The decrease in power that we observed in the alpha and beta bands is in line with previous studies (Pineda, 2005; Hari, 2006) and has been suggested to reflect sensorimotor system activity. Further, the increase in power in the theta and low alpha (4–8 Hz) band has been observed during memory tasks (Jensen and Tesche, 2002). In addition, these low frequencies have been reported to be modulated during action observation both in humans (Frenkel-Toledo et al., 2013; Pavlidou et al., 2014a,b) and monkeys (Kilner et al., 2014; Caggiano et al., 2015).
A direct comparison of grasping and pointing movements (collapsing over effector and reach direction; see Materials and Methods, Univariate analysis) showed a significant differential modulatory activity in beta-band (central frequency: 24 Hz) and alpha-band (central frequency: 16 Hz) power over sensorimotor sensors at a late latency only (from ∼750 to 1100 ms, and from ∼500 to 750 ms, respectively). Figure 4B illustrates this effect for the same representative significant sensor as in Figure 4A over central regions. Bluish colors indicate that the power decrease is greater for grasping than for pointing; reddish colors indicate the opposite. Figure 4, C and D, shows the topography representations of the significant sensors in two selected subsets of frequency bands and time windows that were all located over central and right-central sensors. These results show that (1) the brain processes the two actions as being different, and that (2) sensorimotor areas might be involved. The fact that grasping induces a greater decrease than pointing could be due to the higher complexity of this movement, which in turn is likely to recruit more neural sources. However, this differential activity occurs quite late (at ∼600 ms), long after the two movements were perceptually distinguishable. Thus, there must be another, earlier, process, which the univariate analysis did not reveal, that enables the brain to discriminate between the two movements.
Multivariate analysis
Figure 5A–C shows the results of the multivariate analysis at sensor level. Two types of representations are provided: (1) a time–frequency representation, to show the dynamics of all the considered frequencies at each time point in a specific subset of sensors (A); and (2) a topographical representation, to show the spatial information at specific time points and frequency bands (B and C).
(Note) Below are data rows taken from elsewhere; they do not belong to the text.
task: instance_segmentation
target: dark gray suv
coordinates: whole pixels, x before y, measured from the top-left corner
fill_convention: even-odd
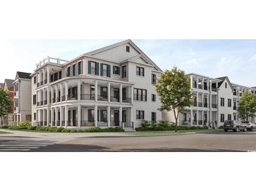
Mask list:
[[[239,132],[241,130],[245,131],[242,122],[234,120],[227,120],[224,123],[224,130],[228,132],[229,130],[231,130],[234,132]]]

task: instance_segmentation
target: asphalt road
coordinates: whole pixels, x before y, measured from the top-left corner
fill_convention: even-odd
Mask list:
[[[0,151],[256,151],[256,132],[226,133],[217,130],[189,135],[159,136],[131,136],[116,133],[60,134],[0,135]]]

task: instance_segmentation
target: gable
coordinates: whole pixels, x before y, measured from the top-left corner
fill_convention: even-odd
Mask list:
[[[126,46],[130,47],[130,52],[126,52]],[[140,55],[140,53],[129,43],[127,43],[99,53],[91,54],[91,55],[101,59],[121,62],[123,60],[128,60],[129,58]]]

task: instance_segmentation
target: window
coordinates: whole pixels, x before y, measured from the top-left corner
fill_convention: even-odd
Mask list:
[[[73,64],[73,76],[76,76],[76,64]]]
[[[120,67],[117,66],[113,66],[113,74],[120,75]]]
[[[134,100],[147,102],[147,90],[134,88]]]
[[[156,121],[156,112],[151,113],[151,121]]]
[[[224,99],[223,97],[220,97],[220,106],[224,107]]]
[[[156,83],[156,74],[151,74],[151,82],[153,85]]]
[[[126,52],[130,52],[130,47],[129,46],[126,46]]]
[[[224,114],[220,114],[220,122],[224,123]]]
[[[136,75],[144,76],[144,68],[140,67],[136,67]]]
[[[122,67],[122,78],[126,78],[126,65]]]
[[[78,72],[79,72],[79,75],[81,75],[82,74],[82,62],[79,62],[79,64],[78,64]]]
[[[67,68],[67,76],[70,76],[70,66]]]
[[[227,99],[227,107],[231,107],[231,99]]]
[[[136,118],[144,119],[144,111],[136,111]]]
[[[33,104],[36,104],[36,95],[33,95]]]
[[[152,102],[155,102],[156,101],[156,95],[152,94],[151,95],[152,95],[151,96],[151,97],[152,97]]]

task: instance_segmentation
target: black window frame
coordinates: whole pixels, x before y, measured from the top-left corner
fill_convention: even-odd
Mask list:
[[[142,110],[136,110],[136,119],[144,120],[144,111]]]
[[[142,67],[136,67],[136,75],[140,76],[144,76],[145,75],[145,69]]]

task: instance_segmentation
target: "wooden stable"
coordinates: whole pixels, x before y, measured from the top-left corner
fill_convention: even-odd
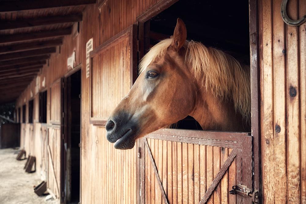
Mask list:
[[[77,192],[76,142],[82,204],[246,203],[255,195],[306,203],[306,24],[285,24],[281,0],[250,1],[251,132],[163,129],[127,150],[107,141],[106,121],[137,78],[148,37],[148,37],[147,22],[180,1],[31,1],[0,2],[0,103],[16,100],[21,147],[59,202]],[[293,19],[306,14],[305,0],[287,7]],[[238,185],[246,197],[229,193]]]

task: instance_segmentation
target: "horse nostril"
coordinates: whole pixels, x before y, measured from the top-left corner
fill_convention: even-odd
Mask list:
[[[106,125],[105,126],[105,129],[106,129],[106,131],[108,132],[110,132],[112,131],[115,127],[115,123],[112,121],[109,121],[106,124]]]

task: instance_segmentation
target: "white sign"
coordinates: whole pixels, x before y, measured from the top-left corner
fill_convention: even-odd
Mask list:
[[[72,54],[67,59],[67,67],[69,69],[70,67],[73,69],[74,68],[74,62],[76,61],[76,51],[73,51]]]
[[[35,80],[35,95],[37,94],[39,92],[39,90],[40,88],[40,76],[37,76],[36,77]]]
[[[46,86],[46,77],[43,77],[43,81],[41,82],[41,86],[43,87],[44,87]]]
[[[89,53],[93,50],[93,39],[91,38],[86,43],[86,78],[89,77],[90,72],[90,59]]]

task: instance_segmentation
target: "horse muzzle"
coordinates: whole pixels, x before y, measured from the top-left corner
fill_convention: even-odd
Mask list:
[[[111,117],[106,123],[106,138],[110,142],[114,143],[115,149],[129,149],[135,145],[136,123],[128,120],[127,115],[123,113]]]

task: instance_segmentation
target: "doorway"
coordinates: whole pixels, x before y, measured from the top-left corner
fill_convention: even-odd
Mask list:
[[[221,4],[213,1],[177,1],[144,22],[144,54],[173,35],[178,17],[186,24],[187,39],[222,50],[241,64],[250,65],[248,1],[225,2]],[[202,130],[190,116],[170,128]],[[248,132],[248,128],[246,128],[245,131]]]
[[[65,142],[64,149],[66,203],[80,202],[81,138],[81,70],[65,79]],[[66,146],[66,147],[65,147]]]

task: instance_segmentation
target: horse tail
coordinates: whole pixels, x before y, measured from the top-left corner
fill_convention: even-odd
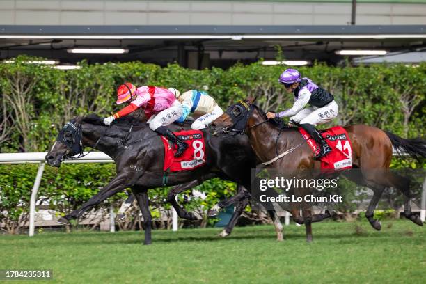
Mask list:
[[[398,155],[408,154],[416,159],[420,157],[426,158],[426,140],[421,138],[404,139],[393,133],[386,131],[385,132],[390,139],[390,142],[392,142],[392,145]]]

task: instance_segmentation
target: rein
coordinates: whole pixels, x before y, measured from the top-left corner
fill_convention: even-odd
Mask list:
[[[239,104],[242,104],[242,106],[244,106],[246,108],[246,110],[247,111],[246,113],[245,119],[244,119],[245,125],[246,125],[247,121],[248,120],[248,118],[250,118],[250,116],[253,113],[253,111],[254,109],[253,106],[253,104],[251,104],[250,105],[248,105],[246,102],[243,102],[242,100],[239,100],[237,102],[237,103],[239,103]],[[239,123],[240,123],[241,120],[242,120],[242,119],[239,119],[236,123],[234,123],[234,125],[235,124],[237,124],[237,123],[240,124]],[[266,119],[265,120],[263,120],[263,121],[261,121],[260,123],[258,123],[255,124],[254,125],[252,125],[252,126],[249,127],[248,129],[252,129],[252,128],[256,127],[258,127],[259,125],[261,125],[264,124],[265,123],[267,123],[268,121],[269,121],[269,118]],[[236,127],[236,128],[237,128],[237,127]],[[228,127],[227,127],[227,128],[223,128],[222,131],[225,134],[229,134],[229,132],[237,132],[237,133],[240,132],[240,134],[242,135],[245,132],[245,127],[243,129],[243,130],[239,130],[238,129],[230,129]],[[278,159],[283,158],[283,157],[287,155],[288,154],[294,152],[296,149],[297,149],[299,147],[300,147],[303,144],[303,142],[301,142],[299,145],[296,145],[294,147],[292,147],[292,148],[285,150],[285,152],[283,152],[282,153],[279,154],[278,153],[278,140],[279,140],[279,138],[280,138],[280,136],[281,134],[282,131],[283,131],[283,129],[280,128],[278,134],[276,136],[276,139],[275,140],[275,152],[276,152],[276,156],[274,159],[270,159],[268,161],[262,163],[262,164],[263,166],[267,166],[267,165],[269,165],[269,164],[274,163],[274,161],[278,161]]]
[[[74,129],[74,131],[72,131],[72,139],[70,139],[68,138],[64,138],[65,133],[63,133],[62,135],[61,134],[63,132],[63,131],[61,131],[61,132],[59,134],[58,139],[56,139],[57,141],[64,143],[67,146],[67,152],[63,157],[64,159],[74,160],[74,159],[79,159],[84,156],[88,155],[88,154],[92,152],[93,150],[95,150],[97,144],[99,144],[99,142],[101,141],[101,139],[104,137],[104,136],[106,133],[106,128],[105,128],[104,132],[99,137],[99,139],[95,143],[95,144],[92,146],[92,148],[90,149],[90,150],[86,154],[83,154],[84,148],[83,148],[83,142],[82,142],[81,125],[79,125],[78,127],[77,127],[75,126],[74,123],[71,122],[68,122],[66,123],[65,127],[64,127],[64,129],[66,128],[67,126],[70,126]],[[78,147],[77,151],[78,151],[79,155],[77,157],[70,157],[69,156],[70,154],[74,154],[74,155],[77,155],[77,153],[76,152],[77,151],[76,151],[75,149],[73,150],[73,148],[74,148],[76,146]]]

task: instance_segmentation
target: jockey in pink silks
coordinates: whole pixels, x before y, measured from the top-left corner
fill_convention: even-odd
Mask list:
[[[134,85],[125,83],[118,87],[117,96],[117,104],[125,102],[129,103],[120,111],[104,119],[104,124],[109,125],[115,119],[142,108],[150,128],[177,145],[175,157],[180,156],[188,148],[186,143],[166,127],[182,114],[182,104],[169,90],[152,86],[143,86],[136,88]]]

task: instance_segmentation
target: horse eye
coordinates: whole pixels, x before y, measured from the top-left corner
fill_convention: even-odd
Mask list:
[[[241,114],[241,110],[236,107],[235,109],[232,109],[232,114],[234,115],[234,116],[239,116],[239,115]]]

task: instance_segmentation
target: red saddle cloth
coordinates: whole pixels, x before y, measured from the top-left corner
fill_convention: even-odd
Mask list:
[[[319,151],[319,145],[305,129],[299,127],[299,132],[306,140],[308,144],[316,155]],[[333,151],[320,159],[321,169],[343,170],[352,167],[352,144],[347,135],[347,132],[341,126],[329,128],[322,133],[327,144]]]
[[[204,136],[200,130],[184,130],[174,132],[175,135],[184,140],[188,148],[180,156],[175,157],[177,148],[164,136],[161,137],[164,144],[164,166],[163,169],[171,172],[189,171],[205,164],[205,145]]]

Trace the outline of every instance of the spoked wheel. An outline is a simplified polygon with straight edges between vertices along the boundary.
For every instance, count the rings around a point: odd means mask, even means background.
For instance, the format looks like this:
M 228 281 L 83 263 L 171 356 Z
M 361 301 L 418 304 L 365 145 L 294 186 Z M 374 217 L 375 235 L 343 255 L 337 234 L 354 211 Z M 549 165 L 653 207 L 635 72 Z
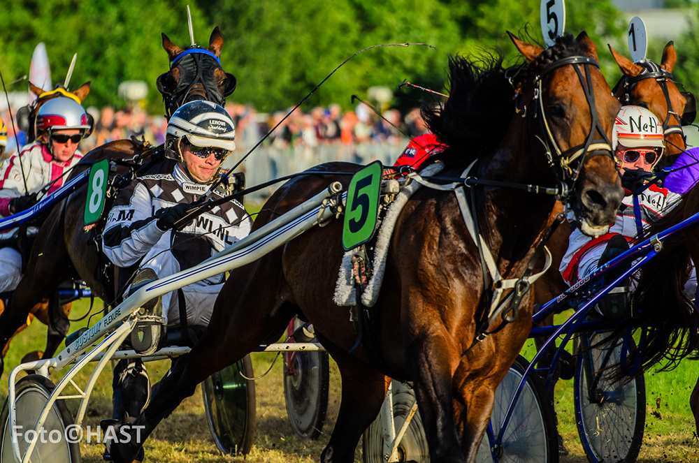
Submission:
M 201 394 L 209 429 L 223 453 L 245 455 L 255 432 L 255 383 L 250 355 L 215 373 L 202 383 Z
M 80 463 L 80 434 L 71 435 L 66 428 L 73 424 L 66 404 L 57 400 L 51 407 L 43 427 L 34 432 L 36 421 L 48 402 L 55 386 L 47 378 L 38 374 L 24 376 L 17 383 L 15 406 L 17 439 L 20 456 L 29 443 L 37 439 L 31 461 L 42 463 Z M 10 404 L 5 400 L 0 413 L 0 461 L 15 462 L 12 451 L 12 429 L 10 423 Z M 73 441 L 75 441 L 74 442 Z
M 595 333 L 582 343 L 575 381 L 577 432 L 592 463 L 629 463 L 635 461 L 643 440 L 645 381 L 642 376 L 612 381 L 600 372 L 618 365 L 621 356 L 621 339 L 613 346 L 600 344 L 605 336 Z
M 394 420 L 396 433 L 398 434 L 415 403 L 415 393 L 408 385 L 398 381 L 394 381 L 392 384 Z M 384 406 L 386 405 L 384 402 Z M 376 420 L 364 432 L 362 441 L 364 463 L 386 463 L 384 455 L 391 450 L 388 448 L 386 450 L 384 449 L 383 427 L 383 413 L 380 412 Z M 408 430 L 398 443 L 398 462 L 428 463 L 430 461 L 419 411 L 413 416 Z
M 284 397 L 294 432 L 304 439 L 317 439 L 328 411 L 330 361 L 327 352 L 284 354 Z
M 518 355 L 495 392 L 495 403 L 490 423 L 497 436 L 510 406 L 510 402 L 529 362 Z M 476 461 L 478 463 L 557 463 L 559 449 L 556 420 L 553 408 L 539 375 L 532 373 L 514 404 L 512 417 L 503 434 L 501 446 L 496 449 L 496 459 L 491 452 L 492 436 L 483 436 Z

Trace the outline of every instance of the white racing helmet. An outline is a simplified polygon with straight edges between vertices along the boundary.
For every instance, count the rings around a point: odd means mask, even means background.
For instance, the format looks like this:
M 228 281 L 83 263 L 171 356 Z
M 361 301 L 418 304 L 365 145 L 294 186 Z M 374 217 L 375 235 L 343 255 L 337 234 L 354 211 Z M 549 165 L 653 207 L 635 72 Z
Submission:
M 617 114 L 612 130 L 612 148 L 616 151 L 619 145 L 627 148 L 665 149 L 663 124 L 654 114 L 644 108 L 622 106 Z
M 236 126 L 226 110 L 215 103 L 198 100 L 180 107 L 170 118 L 165 135 L 165 156 L 182 161 L 180 140 L 192 146 L 236 149 Z
M 43 104 L 36 112 L 34 133 L 37 137 L 43 133 L 50 135 L 53 131 L 68 128 L 82 131 L 83 138 L 92 131 L 87 113 L 75 100 L 64 96 L 55 98 Z

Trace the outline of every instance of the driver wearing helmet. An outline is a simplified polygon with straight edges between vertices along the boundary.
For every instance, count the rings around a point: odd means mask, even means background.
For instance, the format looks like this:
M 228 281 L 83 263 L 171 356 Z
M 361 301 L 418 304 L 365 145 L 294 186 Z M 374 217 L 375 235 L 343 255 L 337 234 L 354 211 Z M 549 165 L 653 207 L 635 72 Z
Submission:
M 82 106 L 70 98 L 55 98 L 44 103 L 34 122 L 36 140 L 22 147 L 0 166 L 0 216 L 21 212 L 52 193 L 65 182 L 64 173 L 82 158 L 78 144 L 92 130 Z M 17 237 L 17 228 L 0 233 L 0 240 Z M 29 227 L 27 233 L 36 235 Z M 0 293 L 13 291 L 22 277 L 22 256 L 13 247 L 0 249 Z
M 189 205 L 218 178 L 222 163 L 235 147 L 234 127 L 226 110 L 215 103 L 199 101 L 183 105 L 168 124 L 166 156 L 172 161 L 162 164 L 160 173 L 136 178 L 117 196 L 107 219 L 103 250 L 116 265 L 140 266 L 132 291 L 196 265 L 250 233 L 252 220 L 236 200 L 224 203 L 175 229 Z M 225 194 L 217 189 L 211 197 L 217 199 Z M 181 331 L 185 341 L 194 337 L 186 327 L 195 331 L 194 327 L 208 324 L 224 281 L 224 275 L 220 274 L 146 303 L 149 318 L 134 327 L 130 341 L 133 348 L 143 355 L 154 352 L 166 327 L 173 331 L 180 325 L 174 334 Z M 105 427 L 132 422 L 145 404 L 150 390 L 140 360 L 122 360 L 114 375 L 114 420 L 106 420 Z M 105 457 L 109 455 L 108 446 Z
M 663 156 L 664 140 L 663 124 L 647 109 L 624 106 L 617 115 L 612 144 L 626 196 L 607 233 L 593 237 L 579 228 L 573 230 L 559 269 L 568 284 L 575 284 L 628 249 L 643 227 L 679 201 L 679 195 L 656 184 L 642 189 L 644 179 L 652 178 L 646 175 Z

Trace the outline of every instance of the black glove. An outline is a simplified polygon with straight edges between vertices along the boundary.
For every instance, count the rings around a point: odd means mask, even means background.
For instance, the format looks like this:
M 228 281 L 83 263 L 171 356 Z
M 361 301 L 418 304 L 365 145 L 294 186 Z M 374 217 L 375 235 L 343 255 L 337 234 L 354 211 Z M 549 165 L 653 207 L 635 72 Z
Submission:
M 24 196 L 13 198 L 10 200 L 10 205 L 15 210 L 15 214 L 21 212 L 22 211 L 26 211 L 37 203 L 38 203 L 38 200 L 36 199 L 36 193 L 32 193 L 31 195 L 24 195 Z
M 187 212 L 189 209 L 189 204 L 178 204 L 172 207 L 161 209 L 155 213 L 155 216 L 158 218 L 157 225 L 163 231 L 170 230 L 175 226 L 175 223 L 187 215 Z

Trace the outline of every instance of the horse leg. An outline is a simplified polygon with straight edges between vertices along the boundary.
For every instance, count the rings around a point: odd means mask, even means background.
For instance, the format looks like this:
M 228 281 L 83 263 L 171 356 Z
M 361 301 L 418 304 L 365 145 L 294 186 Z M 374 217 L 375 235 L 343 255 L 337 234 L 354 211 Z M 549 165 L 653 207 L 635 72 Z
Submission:
M 319 335 L 319 339 L 322 337 Z M 332 436 L 321 454 L 322 463 L 351 463 L 362 433 L 376 419 L 386 395 L 386 381 L 368 364 L 335 348 L 323 345 L 337 362 L 342 376 L 342 400 Z

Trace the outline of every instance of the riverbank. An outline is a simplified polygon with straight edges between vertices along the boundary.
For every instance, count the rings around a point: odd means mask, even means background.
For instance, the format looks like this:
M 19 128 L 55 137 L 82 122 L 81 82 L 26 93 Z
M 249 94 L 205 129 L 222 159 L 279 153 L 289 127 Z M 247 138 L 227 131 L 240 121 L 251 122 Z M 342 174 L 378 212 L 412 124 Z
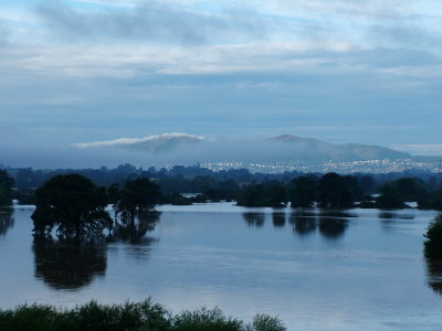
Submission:
M 219 309 L 172 313 L 147 299 L 123 305 L 99 305 L 96 301 L 73 309 L 46 305 L 23 305 L 0 310 L 0 330 L 4 331 L 284 331 L 276 317 L 256 314 L 245 323 L 225 317 Z

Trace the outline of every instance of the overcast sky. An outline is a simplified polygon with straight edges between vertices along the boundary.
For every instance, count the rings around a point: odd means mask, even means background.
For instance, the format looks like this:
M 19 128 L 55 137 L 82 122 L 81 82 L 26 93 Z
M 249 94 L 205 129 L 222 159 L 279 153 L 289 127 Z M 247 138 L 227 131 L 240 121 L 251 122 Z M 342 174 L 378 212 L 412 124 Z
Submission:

The inset in Figure 5A shows the two time–frequency clusters that survived the multiple-comparisons correction. The lateral plots show the averaged t values over the sensors highlighted on the two topoplots in the middle. We observed that the classifier was able to significantly (p < 0.05; corrected for multiple comparisons using a cluster-based method; maximum accuracy: 53.46%) discriminate between the two observed movements, generalizing across effector (left and right hand) and reach direction (left and right) over posterior sensors as early as 150 ms and lasting until 550 ms in the low alpha/theta range (Fig. 5A, left;). By contrast, significant discrimination over more anterior sensors was possible only within a window of 550–1200 ms (i.e., at a late stage of the video, when the hand interacts with the object; Fig. 5A, right). Figure 5, B and C, shows the topographies at different times and frequencies, selected according to the following criteria: (1) as time of interest, we selected the central point of the time windows selected based on the significant clusters that survived the significance test [i.e., 400 ms (200−600 ms) for the cluster obtained in the earlier time window, and 900 ms (600−1200 ms) for the cluster obtained in the later time window]; and (2) frequency bands were chosen based on previous studies showing a modulation of the low alpha (8–10 Hz) and high theta (6–8 Hz) bands (Frenkel-Toledo et al., 2013) and the high alpha (8–14 Hz) and beta (15–25 Hz) bands during action observation (Pineda, 2005). For each time of interest (400 and 900 ms), we selected the peak frequency within each considered frequency band (i.e., 6, 8, 10, and 18 Hz).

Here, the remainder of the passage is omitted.